La première est que le Maroc envisagerait réellement de normaliser ses relations diplomatiques avec Israël, contredisant ainsi sa position jusqu’ici constante quant à la défense de la cause palestinienne. Dans ce cas, un tel virage du Maroc servirait le Premier ministre israélien. Celui-ci compte sur de telles victoires diplomatiques pour dévier l’attention de l’opinion publique israéliennes des scandales de corruption qui pèsent sur son avenir politique.

Que le Maroc ait ou non l’intention de normaliser ses relations avec Israël, le climat créé par le reportage d'Axios est déjà en train de jouer en faveur de Netanyahu. Il profite largement à Netanyahu de paraître comme le seul leader israélien capable de préserver les intérêts d'Israël à travers un double jeu: légitimer l'annexion des territoires palestiniens et mettre un terme à l’isolation diplomatique d'Israël dans la région.

La seconde raison, et certainement la plus plausible, est que le Maroc est conscient qu’il n'a pas affaire à une administration américaine conventionnelle, dont la diplomatie est mue par le pragmatisme et le respect du droit international.

Il s’agit, au contraire, d’une administration américaine dirigée par un président impulsif et vindicatif, qui se moque des intérêts de ses alliés et qui n’a d'égards que pour ses propres intérêts et pour ceux de ses proches qui lui sont indéfectiblement dévoués.  

En raison de l'attachement du président Trump à son "accord du siècle" et à ses liens étroits avec le milliardaire Sheldon Adelson, défenseur zélé d'Israël, il se peut que le Maroc ait choisi la voie du langage polysémique dont le but est de persuader les deux parties de son soutien pour leurs positions respectives.    

Une telle approche, dont l’exemple le plus frappant reste la déclaration du Maroc après la présentation officielle du "plan de paix" de Trump, est aussi une façon pour le Royaume d'éviter de s’attirer la colère de Trump, chose qui serait néfaste pour les intérêts marocains, plus particulièrement sur la question du Sahara.

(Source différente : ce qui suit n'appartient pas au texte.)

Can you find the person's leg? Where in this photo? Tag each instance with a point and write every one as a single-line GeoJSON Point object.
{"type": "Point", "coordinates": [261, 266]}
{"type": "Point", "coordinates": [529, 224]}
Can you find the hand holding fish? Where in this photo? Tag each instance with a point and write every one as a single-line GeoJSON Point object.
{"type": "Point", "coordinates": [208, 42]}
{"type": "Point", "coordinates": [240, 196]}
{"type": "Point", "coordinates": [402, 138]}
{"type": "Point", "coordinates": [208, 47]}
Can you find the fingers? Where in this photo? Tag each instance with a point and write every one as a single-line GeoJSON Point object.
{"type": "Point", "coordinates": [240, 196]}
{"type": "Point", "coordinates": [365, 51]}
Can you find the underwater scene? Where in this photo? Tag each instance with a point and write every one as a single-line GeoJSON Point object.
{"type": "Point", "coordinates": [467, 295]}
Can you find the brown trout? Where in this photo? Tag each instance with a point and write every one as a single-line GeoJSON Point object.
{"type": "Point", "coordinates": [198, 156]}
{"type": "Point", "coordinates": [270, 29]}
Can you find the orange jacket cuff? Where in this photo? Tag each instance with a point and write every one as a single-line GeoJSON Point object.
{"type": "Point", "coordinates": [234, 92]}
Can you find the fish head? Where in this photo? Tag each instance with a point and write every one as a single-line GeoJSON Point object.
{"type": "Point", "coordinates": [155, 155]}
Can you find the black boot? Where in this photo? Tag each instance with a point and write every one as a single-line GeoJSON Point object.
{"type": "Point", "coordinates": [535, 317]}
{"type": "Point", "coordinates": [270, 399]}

Peu importe que la récente frénésie médiatique soit basée sur des faits, ou qu’elle soit simplement un pion dans l’agenda personnel de Netanyahu, la diplomatie marocaine devra faire preuve de courage, de sagesse, et de vision dans la gestion de sa politique étrangère.

Il est surtout impératif que le Maroc évite de soutenir des accords injustes, qui à la longue serviraient à ternir une favorable réputation internationale durement acquise, mettant ainsi en péril les percées diplomatiques que le Royaume a réalisées ces dernières décennies dans le cadre de sa lutte pour la marocanité du Sahara.